Thomas Lux holds the chair of Monetary Economics and International Finance at the University of Kiel. Professor Lux has been the Head of the Research Area “Financial Markets and Macroeconomic Activity” at the Kiel Institute for the World Economy from 2008 to 2013 and the Bank of Spain Professor in Computational Economics at University Jaume I from 2011 to 2016. His research interests cover theoretical and empirical aspects of financial economics including the application of concepts from statistical physics and network theory in financial economics.

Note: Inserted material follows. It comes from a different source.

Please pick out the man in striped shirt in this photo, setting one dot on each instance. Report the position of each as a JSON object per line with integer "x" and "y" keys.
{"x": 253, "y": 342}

Didier Sornette is professor of Entrepreneurial Risks at ETH Zurich and has been a Swiss Finance Institute Faculty Member since 2007. Professor Sornette is the founding director of the Financial Crisis Observatory. His research interests include the development of diagnostic tools for financial market anomalies, such as price bubbles, and the prediction of financial crises. He has been elected Fellow of the AAAS for pioneering and novel developments in the prediction of crisis and extreme events in complex systems in 2014.